A useful effect to instill in a weapon talisman is a RegoVim spell that holds a spell until your talisman touches the target. Then you can cast the spell (or spells!) beforehand, or even fast-cast them but without the timing requirements, and they go off once you hit your target with a normal combat roll. Of course, in the case of an opponent protected by magic resistance this raises the issue of penetration...

I would agree if the talisman is being used only for spell casting during the round -- you are using it to perform magical gestures.

But if you are attacking with it, then it cannot be used to make those gestures -- it is feinting, parrying and generally threatening the opponent.

I would agree if you're trying to make a real attack, fighting with it as a weapon. But if you are just using it to touch an opponent instead of trying to touch the opponent with your hand, this is just a substitute.


Semems like we agree, then:

  • Just trying to achieve touch with the talisma = no penalty, but no weapon damage
  • Trying to cast a spell while doing a real attack with the talisman = multiple penalties, possibility of weapon damage (need to actually succeed the attack roll) in addition to the spell (if concentration and casting rolls succeed)

Some great stuff here.

I'm going with Ezzelino's House Rules, in particular, rule B

Which I think is perfect.

I really like the ReVi idea too, that hadn't occured to me.

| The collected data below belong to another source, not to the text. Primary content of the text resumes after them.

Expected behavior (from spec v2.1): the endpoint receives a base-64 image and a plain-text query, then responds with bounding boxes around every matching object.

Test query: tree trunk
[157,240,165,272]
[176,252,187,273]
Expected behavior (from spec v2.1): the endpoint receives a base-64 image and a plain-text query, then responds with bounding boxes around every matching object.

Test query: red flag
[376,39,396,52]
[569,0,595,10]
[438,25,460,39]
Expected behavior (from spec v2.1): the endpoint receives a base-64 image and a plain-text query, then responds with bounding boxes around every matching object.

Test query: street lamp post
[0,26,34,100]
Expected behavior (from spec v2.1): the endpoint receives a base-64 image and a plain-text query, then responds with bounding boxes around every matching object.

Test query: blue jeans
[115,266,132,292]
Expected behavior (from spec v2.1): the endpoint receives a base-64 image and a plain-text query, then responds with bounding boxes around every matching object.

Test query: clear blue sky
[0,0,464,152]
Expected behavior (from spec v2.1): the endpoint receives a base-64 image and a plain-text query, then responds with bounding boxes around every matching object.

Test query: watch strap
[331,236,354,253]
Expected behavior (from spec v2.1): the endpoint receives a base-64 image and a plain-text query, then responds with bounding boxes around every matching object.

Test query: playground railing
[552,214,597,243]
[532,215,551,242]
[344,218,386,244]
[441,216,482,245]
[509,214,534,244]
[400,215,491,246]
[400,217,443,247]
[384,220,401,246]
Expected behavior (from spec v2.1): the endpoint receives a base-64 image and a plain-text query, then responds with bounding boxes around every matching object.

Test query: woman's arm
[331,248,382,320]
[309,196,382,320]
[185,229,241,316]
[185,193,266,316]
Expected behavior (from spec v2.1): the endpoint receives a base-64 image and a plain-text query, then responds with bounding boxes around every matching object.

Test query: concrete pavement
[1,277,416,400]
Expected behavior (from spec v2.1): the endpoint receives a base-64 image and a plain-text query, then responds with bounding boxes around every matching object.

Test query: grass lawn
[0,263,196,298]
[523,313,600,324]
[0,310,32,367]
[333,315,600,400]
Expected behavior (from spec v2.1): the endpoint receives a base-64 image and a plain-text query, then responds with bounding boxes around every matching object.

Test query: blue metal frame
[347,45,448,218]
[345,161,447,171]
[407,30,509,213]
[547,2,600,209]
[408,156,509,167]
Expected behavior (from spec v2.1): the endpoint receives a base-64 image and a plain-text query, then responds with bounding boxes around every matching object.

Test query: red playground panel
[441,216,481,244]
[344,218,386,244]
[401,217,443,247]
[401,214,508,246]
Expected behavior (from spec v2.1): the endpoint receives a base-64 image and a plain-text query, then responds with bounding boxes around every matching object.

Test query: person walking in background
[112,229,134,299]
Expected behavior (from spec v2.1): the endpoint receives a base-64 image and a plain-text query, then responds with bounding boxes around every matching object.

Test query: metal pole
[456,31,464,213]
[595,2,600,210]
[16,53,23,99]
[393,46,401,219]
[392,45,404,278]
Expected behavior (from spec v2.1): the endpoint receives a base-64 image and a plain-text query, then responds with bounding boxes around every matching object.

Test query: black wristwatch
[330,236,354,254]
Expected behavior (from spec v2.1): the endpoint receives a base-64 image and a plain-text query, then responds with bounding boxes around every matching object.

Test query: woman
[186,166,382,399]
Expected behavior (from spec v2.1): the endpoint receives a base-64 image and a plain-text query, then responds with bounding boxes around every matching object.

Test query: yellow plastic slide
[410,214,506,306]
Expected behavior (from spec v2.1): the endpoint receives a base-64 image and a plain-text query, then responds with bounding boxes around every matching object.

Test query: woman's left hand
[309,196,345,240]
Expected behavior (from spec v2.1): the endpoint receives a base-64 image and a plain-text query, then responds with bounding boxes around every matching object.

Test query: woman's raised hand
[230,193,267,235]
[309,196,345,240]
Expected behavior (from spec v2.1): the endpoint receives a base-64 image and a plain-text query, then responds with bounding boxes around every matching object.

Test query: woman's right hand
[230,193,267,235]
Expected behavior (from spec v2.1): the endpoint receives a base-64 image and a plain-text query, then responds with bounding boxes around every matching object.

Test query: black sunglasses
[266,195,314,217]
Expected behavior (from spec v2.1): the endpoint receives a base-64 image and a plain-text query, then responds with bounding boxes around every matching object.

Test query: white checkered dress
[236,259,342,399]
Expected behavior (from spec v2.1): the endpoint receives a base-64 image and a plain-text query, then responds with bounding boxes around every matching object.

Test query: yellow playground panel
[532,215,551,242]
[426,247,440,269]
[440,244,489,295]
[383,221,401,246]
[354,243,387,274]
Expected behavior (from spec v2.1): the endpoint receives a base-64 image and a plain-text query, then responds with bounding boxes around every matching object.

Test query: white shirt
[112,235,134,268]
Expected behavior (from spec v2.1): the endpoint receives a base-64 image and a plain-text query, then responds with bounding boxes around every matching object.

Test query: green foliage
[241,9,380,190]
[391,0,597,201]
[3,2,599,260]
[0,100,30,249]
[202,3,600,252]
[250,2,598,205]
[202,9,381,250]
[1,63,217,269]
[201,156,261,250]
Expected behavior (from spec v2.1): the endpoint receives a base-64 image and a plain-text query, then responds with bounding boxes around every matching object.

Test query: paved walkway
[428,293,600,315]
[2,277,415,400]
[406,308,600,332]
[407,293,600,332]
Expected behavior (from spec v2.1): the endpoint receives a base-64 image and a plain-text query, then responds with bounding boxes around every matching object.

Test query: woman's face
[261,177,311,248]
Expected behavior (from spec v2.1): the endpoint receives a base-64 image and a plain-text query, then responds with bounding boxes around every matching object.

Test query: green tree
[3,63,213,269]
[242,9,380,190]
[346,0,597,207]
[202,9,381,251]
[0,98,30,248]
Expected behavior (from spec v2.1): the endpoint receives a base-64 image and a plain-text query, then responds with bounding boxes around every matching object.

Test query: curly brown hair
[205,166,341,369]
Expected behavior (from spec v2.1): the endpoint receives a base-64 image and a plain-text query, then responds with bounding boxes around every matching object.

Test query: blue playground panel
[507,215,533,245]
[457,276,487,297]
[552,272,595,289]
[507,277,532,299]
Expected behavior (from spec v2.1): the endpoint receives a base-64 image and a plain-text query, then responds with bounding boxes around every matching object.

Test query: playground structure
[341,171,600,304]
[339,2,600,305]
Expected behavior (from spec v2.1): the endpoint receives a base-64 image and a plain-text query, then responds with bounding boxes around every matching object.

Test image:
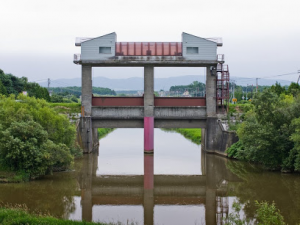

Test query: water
[0,128,300,225]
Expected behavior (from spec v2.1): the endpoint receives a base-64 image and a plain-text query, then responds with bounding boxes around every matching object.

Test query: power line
[260,72,297,79]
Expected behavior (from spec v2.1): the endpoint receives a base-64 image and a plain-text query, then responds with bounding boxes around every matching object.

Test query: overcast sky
[0,0,299,86]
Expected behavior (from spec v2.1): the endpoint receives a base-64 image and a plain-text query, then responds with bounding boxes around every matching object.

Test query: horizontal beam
[92,119,143,128]
[92,97,206,107]
[92,107,144,119]
[92,196,206,206]
[91,106,207,119]
[92,97,143,106]
[92,119,207,128]
[155,97,206,107]
[79,59,219,67]
[92,186,206,197]
[155,119,207,128]
[155,107,206,119]
[92,175,206,186]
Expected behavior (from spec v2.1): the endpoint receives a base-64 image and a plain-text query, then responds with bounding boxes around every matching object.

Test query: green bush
[0,207,107,225]
[226,141,245,159]
[255,201,286,225]
[0,121,53,178]
[236,89,300,171]
[224,201,286,225]
[0,95,78,179]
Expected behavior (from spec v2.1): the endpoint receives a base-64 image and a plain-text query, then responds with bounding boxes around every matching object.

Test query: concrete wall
[92,119,207,128]
[92,106,144,119]
[92,106,207,119]
[182,33,217,61]
[202,119,239,156]
[81,33,116,60]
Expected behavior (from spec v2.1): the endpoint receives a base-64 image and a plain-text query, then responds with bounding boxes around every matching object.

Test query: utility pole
[232,81,235,99]
[47,78,50,91]
[297,70,300,84]
[246,84,248,100]
[256,78,259,93]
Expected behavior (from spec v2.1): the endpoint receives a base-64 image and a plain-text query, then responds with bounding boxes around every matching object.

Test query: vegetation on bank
[0,69,50,101]
[225,158,300,224]
[0,207,108,225]
[49,103,81,115]
[227,82,300,172]
[98,128,115,139]
[163,128,201,145]
[169,81,205,96]
[0,95,81,181]
[50,86,116,98]
[225,201,287,225]
[0,201,288,225]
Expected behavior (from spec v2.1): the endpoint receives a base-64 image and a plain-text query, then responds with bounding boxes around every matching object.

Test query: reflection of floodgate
[216,180,229,224]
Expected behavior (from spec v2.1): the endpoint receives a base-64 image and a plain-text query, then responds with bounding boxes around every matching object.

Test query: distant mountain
[231,76,293,87]
[39,75,293,91]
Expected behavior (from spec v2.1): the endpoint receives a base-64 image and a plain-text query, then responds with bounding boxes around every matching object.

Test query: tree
[0,69,50,101]
[287,82,300,96]
[0,95,78,178]
[0,121,69,178]
[51,94,63,103]
[270,82,286,96]
[236,88,300,171]
[0,80,7,95]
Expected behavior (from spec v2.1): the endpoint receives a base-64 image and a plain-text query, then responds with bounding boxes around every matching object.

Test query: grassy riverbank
[98,128,115,139]
[0,207,107,225]
[49,103,81,114]
[163,128,201,145]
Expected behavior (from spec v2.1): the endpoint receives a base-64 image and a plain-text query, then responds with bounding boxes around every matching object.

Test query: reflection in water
[77,145,240,225]
[0,172,79,219]
[1,129,300,224]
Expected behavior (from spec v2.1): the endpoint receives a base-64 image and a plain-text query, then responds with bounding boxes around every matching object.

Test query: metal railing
[217,54,224,62]
[115,42,182,56]
[74,54,81,61]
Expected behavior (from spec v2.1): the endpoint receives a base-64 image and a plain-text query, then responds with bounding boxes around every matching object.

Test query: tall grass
[98,128,115,139]
[0,207,107,225]
[162,128,201,145]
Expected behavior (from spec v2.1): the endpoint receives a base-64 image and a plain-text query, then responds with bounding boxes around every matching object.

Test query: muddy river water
[1,129,300,225]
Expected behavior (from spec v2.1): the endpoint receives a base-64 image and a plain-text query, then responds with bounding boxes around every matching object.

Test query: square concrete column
[82,65,92,116]
[81,65,93,153]
[144,66,154,117]
[206,66,217,117]
[144,66,154,153]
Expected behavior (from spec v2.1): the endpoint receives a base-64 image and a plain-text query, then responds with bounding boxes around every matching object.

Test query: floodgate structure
[74,32,237,155]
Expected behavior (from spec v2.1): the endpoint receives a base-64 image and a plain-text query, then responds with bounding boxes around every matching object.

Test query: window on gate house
[99,47,112,54]
[186,47,198,54]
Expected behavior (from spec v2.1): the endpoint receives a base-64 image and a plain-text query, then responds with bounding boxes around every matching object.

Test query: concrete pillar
[205,189,217,225]
[205,66,224,153]
[144,154,154,190]
[205,153,217,225]
[82,65,92,116]
[144,154,154,225]
[92,128,99,151]
[206,66,217,117]
[201,142,206,175]
[144,66,154,153]
[81,65,93,153]
[144,189,154,225]
[81,189,92,222]
[80,154,94,222]
[80,117,93,153]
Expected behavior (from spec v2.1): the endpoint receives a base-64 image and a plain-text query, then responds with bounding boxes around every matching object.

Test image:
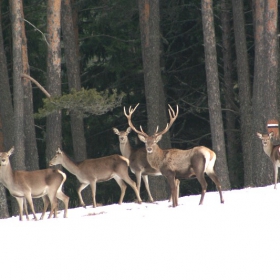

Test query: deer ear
[269,132,274,138]
[155,135,162,143]
[8,147,14,156]
[138,135,147,143]
[57,147,62,154]
[112,128,119,135]
[256,132,262,139]
[126,127,132,134]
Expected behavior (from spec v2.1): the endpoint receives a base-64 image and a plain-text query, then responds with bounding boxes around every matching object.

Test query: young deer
[257,132,280,189]
[113,127,161,202]
[124,104,224,207]
[49,148,142,208]
[0,147,69,221]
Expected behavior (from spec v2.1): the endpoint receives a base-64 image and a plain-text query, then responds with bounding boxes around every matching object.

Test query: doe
[49,148,142,208]
[0,147,69,221]
[257,132,280,189]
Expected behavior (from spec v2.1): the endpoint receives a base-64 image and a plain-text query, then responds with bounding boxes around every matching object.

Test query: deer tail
[119,155,130,166]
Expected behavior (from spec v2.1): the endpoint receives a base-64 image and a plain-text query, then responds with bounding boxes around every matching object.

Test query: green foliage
[34,88,125,118]
[79,0,143,93]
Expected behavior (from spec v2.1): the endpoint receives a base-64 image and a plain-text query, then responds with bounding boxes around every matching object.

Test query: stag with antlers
[124,104,224,207]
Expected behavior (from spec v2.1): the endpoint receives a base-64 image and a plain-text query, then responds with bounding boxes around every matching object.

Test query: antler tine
[123,103,139,117]
[123,103,148,137]
[168,104,179,120]
[154,126,159,134]
[168,104,178,125]
[155,104,179,136]
[140,125,146,134]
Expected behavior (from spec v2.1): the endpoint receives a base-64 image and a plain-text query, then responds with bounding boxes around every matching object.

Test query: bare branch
[21,74,51,98]
[23,19,49,46]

On the hands thing, I've always ruled that you only need a single hand free for spellcasting, mainly because I like the idea of wizards with staves, swords, wands and other things in their other hands. Its moot in this case though since the character who is going to be smacking things with her talisman has subtle magic.

Things get more practical if you have the still casting (or subtle magic virtue), fast casting and stalwart casting masteries for the spell.

I always assumed you had to make 3 rolls,
1 to cast
1 to maintain concentration
1 to hit the target and release the spell.

I did wonder about adding magnitudes for no voice/gestures ala "kiss of death" (iirc), but that makes any combat spell essentially useless against anything but mundane beings due to reduced penetration.

In the end i went with enchanted effects with penetration included.

As an aside, i also figured that if you are simply trying to touch an individual, and that a grazing touch is sufficient, then its a lot easier than trying to penetrate armour with a sword etc. After all, if i am casting perdo corpus spells on a human, i don't need to do more than perceive the human. Thus i can eg tap his sword with mine and dump the spell into him through that, or slap the armour with the blade... either would work for me.
My justification for the parry working is quite simply that it is a part of the (lower case i) individual, the same as clothing.

Apologies for spelling etc, im typing this in the cafe at o my word its early.